There are dozens of filters and effects, with a handy split-screen view that gives you ‘before’ and ‘after’ views of your photos. There are even a few animated effects, such as ‘wave’ and ‘ripple’ that you can use to create GIF files for the web. Gimp also has many of the same editing tools as more expensive rivals such as Photoshop Elements, with precise selection tools, layers, clone brush, and a variety of transformation tools, such as crop, scale and shear. And, if you’re feeling really brave, you can delve into some very powerful and precise colour and lighting controls too.
Gimp is undoubtedly a powerful and versatile photo-editor, and it seems churlish to criticise a free app such as this – but the program’s unfriendly interface could deter quite a few people, so it might be worth parting with some cash if you’d rather work with something a little more user-friendly.

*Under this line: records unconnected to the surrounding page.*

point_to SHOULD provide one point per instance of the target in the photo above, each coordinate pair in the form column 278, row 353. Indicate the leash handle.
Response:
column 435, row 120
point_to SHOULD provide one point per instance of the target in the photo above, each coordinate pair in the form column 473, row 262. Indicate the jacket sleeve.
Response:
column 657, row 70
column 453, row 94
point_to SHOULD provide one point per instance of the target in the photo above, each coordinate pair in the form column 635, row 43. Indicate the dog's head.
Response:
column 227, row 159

PhotoScape X is a relative newcomer when compared to photo-editing veterans like Photoshop Elements, but this free app has proved popular with many users on both Macs and Windows PCs. It’s also quite unusual, as it completely ignores the traditional interface design of most of its photo-editing rivals.
Instead of tool bars and palettes, PhotoScape X displays its main editing window with a series of tabs running along the top of the window. Each tab focuses on a specific task, starting with the Viewer tab that provides a quick preview of an entire folder of photos at once.
You can then select a specific photo that you want to work on and switch into the Editor tab. This includes a wide range filters, effects and lighting controls, with a handy ‘Compare’ button that shows ‘before’ and ‘after’ versions of your photos. You can also tidy up your photos using options such as red-eye removal, and a ‘healing’ brush to eliminate scratches and other blemishes.
The other tabs at the top of the editing window tend to focus on working with multiple photos, including the Batch tab, which allows you to crop, resize or apply effects to a whole group of photos all at once. We also like the GIF tab, which allows you to quickly combine a series of photos into an animated GIF for use on the web.
One area where PhotoScape X does fall short is with its rather limited selection tools – which means that you generally have to apply edits and effects to an entire photo rather than selected areas within an image. There is a Pro version of the app available as an in-app purchase that provides additional editing tools for £38.99/$39.99, but that seems a little pricey when compared to affordable rivals such as Pixelmator.
You can download it from the Mac App Store.